View Sidebar
How to Turn a Status History Table into a Daily Status Table Using PostgreSQL, with the Help of Some Window Functions

How to Turn a Status History Table into a Daily Status Table Using PostgreSQL, with the Help of Some Window Functions

February 12, 2019 11:59 pm0 comments

Let’s say you have a table of the format:

object_id |        timestamp      | old_status | new_status
32049     | 2018-02-01 14:32:22   | TRUE       | FALSE
32049     | 2018-03-02 12:30:20   | FALSE      | TRUE
32049     | 2018-03-04 18:30:50   | TRUE       | FALSE
52053     | 2019-02-09 00:30:50   | FALSE      | TRUE
52053     | 2019-02-09 00:30:53   | TRUE       | FALSE
52053     | 2019-02-10 16:30:56   | FALSE      | TRUE

Where each entry, for simplicity’s sake, is one change in boolean status for the object: TRUE | FALSE or FALSE | TRUE. This is a fairly common history table that you’d find in the database of many applications, for example a profile settings history with a search engine visibility toggle.

Let’s say that you want to build a lookup table in your warehouse so that you can easily discover whether, on any given day, the toggle in question is set to a specific state, in this case TRUE. This happens to be the situation we found ourselves in at WayUp in order to make it easy to know whether a job was active during a given period.

This is the output we’re going for, where every row is a date where the object is active. If the object is not active during that date, there would be no entry for it.

For the example above, our work should yield the following.

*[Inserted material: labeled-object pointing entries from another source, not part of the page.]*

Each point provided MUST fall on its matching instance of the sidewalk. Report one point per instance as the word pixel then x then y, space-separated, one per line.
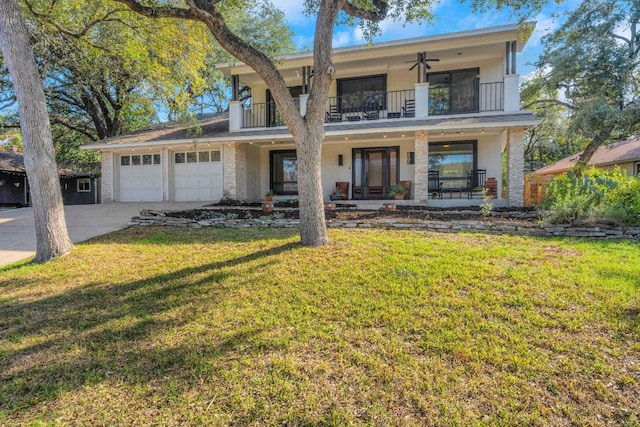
pixel 18 235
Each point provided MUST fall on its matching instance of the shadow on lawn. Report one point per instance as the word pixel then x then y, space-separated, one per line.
pixel 87 342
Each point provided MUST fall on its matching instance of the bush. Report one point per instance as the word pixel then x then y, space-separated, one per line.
pixel 594 197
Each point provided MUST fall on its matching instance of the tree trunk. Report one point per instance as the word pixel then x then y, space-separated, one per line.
pixel 52 238
pixel 313 228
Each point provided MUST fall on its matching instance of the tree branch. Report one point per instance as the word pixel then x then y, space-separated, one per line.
pixel 370 15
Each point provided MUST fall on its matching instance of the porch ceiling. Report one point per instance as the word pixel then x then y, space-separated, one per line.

Since object 32053 was set to true on 2/10/2019, it is currently also true on 2/12/2019. We also will assume that both objects were created on 1/31/2018.

object_id | date
32049     | 2018-01-31 (creation as active)
32049     | 2018-02-01
32049     | 2018-03-02
32049     | 2018-03-03
32049     | 2018-03-04
52053     | 2019-02-09
52053     | 2019-02-10
52053     | 2019-02-11
52053     | 2019-02-12 (today)

How do you do it?

It’s a deceptively hard problem, because the result we’re going for is a lookup table where we need dates in between, and inclusive of, the toggles that are set to TRUE. We also need dates after the last toggle was set to TRUE up through the current date. If the history table doesn’t include the initial state the object was created in (which is very often the case), we will need to handle that case as well.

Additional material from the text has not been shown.